A former Google software engineer has been charged in California with stealing artificial intelligence trade secrets from the Alphabet unit to benefit two Chinese companies, for which he secretly worked.

On Tuesday, a federal jury in San Francisco charged Linwei Ding, also known as Leon Ding, with four counts of theft of trade secrets. The 38-year-old Chinese national was apprehended on Wednesday morning at his home in Newark, California. A lawyer for him could not be identified right away.

Ding’s indictment was made public a little more than a year after the Biden administration established an inter-agency Disruptive Technology Strike Force to help prevent advanced technology from being acquired by countries such as China and Russia, which could endanger national security.

U.S. Attorney General, Merrick Garland, said at a conference in San Francisco that the Justice Department will not allow the theft of the trade secrets and intelligence. The indictment claims that Ding stole comprehensive data regarding the software platform and hardware setup that Google uses in its supercomputing data centres to train massive AI models through machine learning.

According to the indictment, the stolen data contained information about systems, chips, and software that powers supercomputers “capable of operating at the cutting edge of learning algorithms and AI technology.” Some of the allegedly stolen chip blueprints were designed by Google in an effort to lessen its dependency on Nvidia chips and acquire an advantage over rival cloud computing companies Amazon.com and Microsoft, who design their chips. 

Ding, who was hired by Google in 2019, is said to have started stealing three years later while he was being courted to become the chief technology officer of a fledgling Chinese tech startup. By May 2023, he had uploaded over 500 private files.

According to the indictment, Ding started his own technology company that same month and distributed a document stating, “We just need to replicate and upgrade Google’s ten-thousand-card computational power platform,” to a chat group.

The day before Ding was scheduled to resign, on January 4, 2024, Google confiscated his laptop after growing suspicious of him in December 2023.

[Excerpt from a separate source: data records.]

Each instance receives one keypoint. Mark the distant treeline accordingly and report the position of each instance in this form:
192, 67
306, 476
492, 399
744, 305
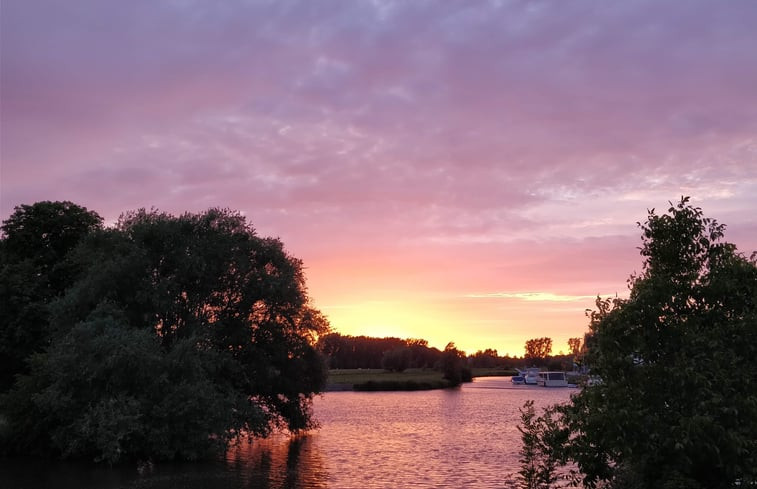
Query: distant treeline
345, 351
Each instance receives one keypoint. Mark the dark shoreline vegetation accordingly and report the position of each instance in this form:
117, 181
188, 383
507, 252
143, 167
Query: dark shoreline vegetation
408, 380
674, 405
161, 337
167, 338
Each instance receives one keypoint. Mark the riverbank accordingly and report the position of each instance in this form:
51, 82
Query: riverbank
410, 379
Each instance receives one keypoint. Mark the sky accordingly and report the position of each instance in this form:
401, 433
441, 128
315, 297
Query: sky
465, 171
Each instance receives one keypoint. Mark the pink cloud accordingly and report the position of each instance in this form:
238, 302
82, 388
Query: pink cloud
485, 146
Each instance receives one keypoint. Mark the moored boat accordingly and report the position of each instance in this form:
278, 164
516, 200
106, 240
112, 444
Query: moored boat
553, 379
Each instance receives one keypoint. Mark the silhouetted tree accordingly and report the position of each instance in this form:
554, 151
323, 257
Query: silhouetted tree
538, 349
34, 270
454, 367
177, 335
677, 401
396, 359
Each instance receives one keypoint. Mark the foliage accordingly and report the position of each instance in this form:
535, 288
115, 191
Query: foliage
397, 359
36, 240
344, 351
538, 453
454, 366
176, 335
538, 349
677, 401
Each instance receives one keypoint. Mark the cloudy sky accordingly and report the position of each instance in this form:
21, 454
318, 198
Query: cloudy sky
467, 171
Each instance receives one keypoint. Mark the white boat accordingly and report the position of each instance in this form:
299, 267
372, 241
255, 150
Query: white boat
553, 379
530, 375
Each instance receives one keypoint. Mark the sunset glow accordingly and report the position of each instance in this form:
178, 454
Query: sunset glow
454, 171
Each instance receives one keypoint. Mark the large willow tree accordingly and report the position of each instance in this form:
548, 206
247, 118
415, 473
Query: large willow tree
676, 402
175, 336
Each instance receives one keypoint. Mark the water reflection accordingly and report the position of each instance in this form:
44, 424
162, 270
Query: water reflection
465, 437
279, 462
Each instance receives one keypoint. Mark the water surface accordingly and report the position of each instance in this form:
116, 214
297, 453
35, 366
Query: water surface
464, 437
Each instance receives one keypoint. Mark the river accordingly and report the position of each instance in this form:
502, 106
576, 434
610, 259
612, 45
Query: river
464, 437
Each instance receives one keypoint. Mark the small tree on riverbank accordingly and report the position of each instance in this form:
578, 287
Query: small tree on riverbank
677, 403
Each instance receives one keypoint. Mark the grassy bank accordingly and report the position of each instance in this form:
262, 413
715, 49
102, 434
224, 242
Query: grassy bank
366, 379
379, 379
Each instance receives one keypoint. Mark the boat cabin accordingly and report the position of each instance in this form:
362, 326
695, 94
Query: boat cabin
553, 379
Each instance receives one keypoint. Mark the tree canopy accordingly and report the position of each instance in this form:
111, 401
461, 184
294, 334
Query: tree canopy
538, 349
171, 336
675, 404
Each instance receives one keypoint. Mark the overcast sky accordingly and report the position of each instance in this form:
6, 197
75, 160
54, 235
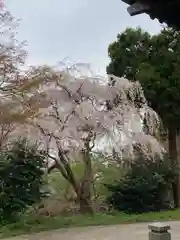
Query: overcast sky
79, 30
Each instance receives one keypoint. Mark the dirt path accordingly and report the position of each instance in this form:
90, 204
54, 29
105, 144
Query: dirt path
120, 232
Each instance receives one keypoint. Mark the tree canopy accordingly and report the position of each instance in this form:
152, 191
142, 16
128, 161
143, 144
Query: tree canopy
154, 61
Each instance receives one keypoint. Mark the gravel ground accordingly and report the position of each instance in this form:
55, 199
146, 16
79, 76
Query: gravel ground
119, 232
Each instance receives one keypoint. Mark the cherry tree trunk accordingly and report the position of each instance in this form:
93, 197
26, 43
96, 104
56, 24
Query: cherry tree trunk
85, 197
173, 153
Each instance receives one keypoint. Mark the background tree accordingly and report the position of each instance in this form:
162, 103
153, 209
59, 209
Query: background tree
21, 175
154, 61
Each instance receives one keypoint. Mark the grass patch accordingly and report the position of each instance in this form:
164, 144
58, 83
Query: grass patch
31, 224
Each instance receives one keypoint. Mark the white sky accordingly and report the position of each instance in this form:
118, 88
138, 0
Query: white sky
79, 30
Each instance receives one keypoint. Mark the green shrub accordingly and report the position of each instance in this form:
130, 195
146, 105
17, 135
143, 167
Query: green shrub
21, 179
144, 188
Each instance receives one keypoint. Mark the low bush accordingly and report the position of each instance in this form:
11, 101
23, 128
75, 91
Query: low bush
144, 188
21, 179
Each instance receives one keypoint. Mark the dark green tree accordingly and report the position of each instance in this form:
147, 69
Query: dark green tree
21, 179
144, 187
154, 61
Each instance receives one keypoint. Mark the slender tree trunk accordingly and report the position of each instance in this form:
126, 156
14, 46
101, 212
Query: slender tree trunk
172, 141
85, 206
85, 198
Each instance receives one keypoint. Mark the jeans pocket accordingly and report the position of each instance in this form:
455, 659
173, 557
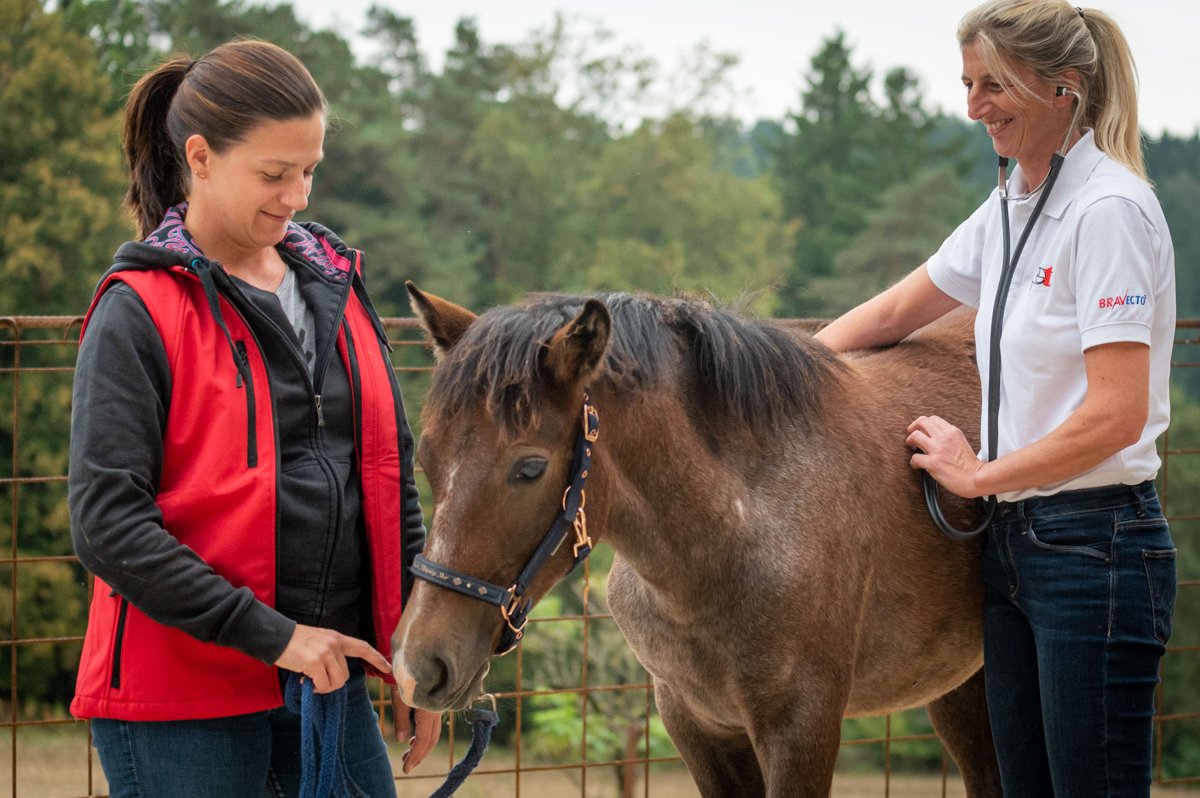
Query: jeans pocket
1159, 564
1086, 533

A Google representative, Jose Castaneda, stated, that they have stringent measures to prevent the theft of their trade secrets and confidential commercial information. Following an investigation, he stated that they discovered how this employee had stolen multiple documents, and they promptly reported this matter to the police.

With each criminal charge, Ding received a sentence of up to 10 years in prison and a fine of $250,000.